Monday, May 19, 2014


Happiness is deeper than we think it is.

In speaking with Snowflake last night, one thing I commented I was trying to work on was my state of mind - my happiness - when I come from work.  Frankly, it is far less than what I think it should be - and it seems to be affecting others.  No matter how much I try coming in the door with a hearty " I am home" has eluded me - for years.

But Snowflake made me think deeper about it.  "It is not just then"  she said, "it is always.  Is your mood in general happy?  And how are you in general when you are around people?"


The truth is that I am not a very happy person.  Oh sure, I can put on a grand show, be the jovial "Hail and Well Met" fellow that appears to have things well in control and moving forward, but in reality I am not very happy.  Not psychotically so mind you, and not to the point that it prevents me from being a functional human being.  But certainly not anywhere near what I often seem to portray.

Why?  Well, here is an even more difficult question:  What is happiness?

I wish I could answer that question conclusively.  It would resolve a host of other issues.  I could then confidently say "This is what I define happiness as" and "These things hardly make me happy".  Instead, I am left careening through the day and a listing of activities, some of which provide me joy but perhaps contribute little to my life, some of which provide me no joy but must be done, some which provide neither joy nor a sense of purpose, and a very few which make me happy but do not seem to lead anywhere.

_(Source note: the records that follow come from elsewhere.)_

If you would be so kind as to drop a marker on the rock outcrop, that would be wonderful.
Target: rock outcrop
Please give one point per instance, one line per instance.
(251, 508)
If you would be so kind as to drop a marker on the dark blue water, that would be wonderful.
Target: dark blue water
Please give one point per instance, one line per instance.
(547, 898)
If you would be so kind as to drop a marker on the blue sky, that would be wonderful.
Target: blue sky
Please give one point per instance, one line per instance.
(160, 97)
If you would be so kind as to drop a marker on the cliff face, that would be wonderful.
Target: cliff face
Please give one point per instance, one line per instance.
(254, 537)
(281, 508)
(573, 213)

What would a life of doing mostly activities one likes look like?  I certainly grasp that there are always things which must be done, but what if the bulk of my activities were things that I either enjoyed, added value to my life, or allowed me to live on purpose.  What would such a life look like?

I cannot imagine - I can only imagine the negative, which I seem to be living every day:  a dull sense of grinding activity in which I grit my teeth, trying to endure another day or week in order to make it through to the things I like to do.

And this one thing I can speak to definitively:  enduring is simply not the same as happiness.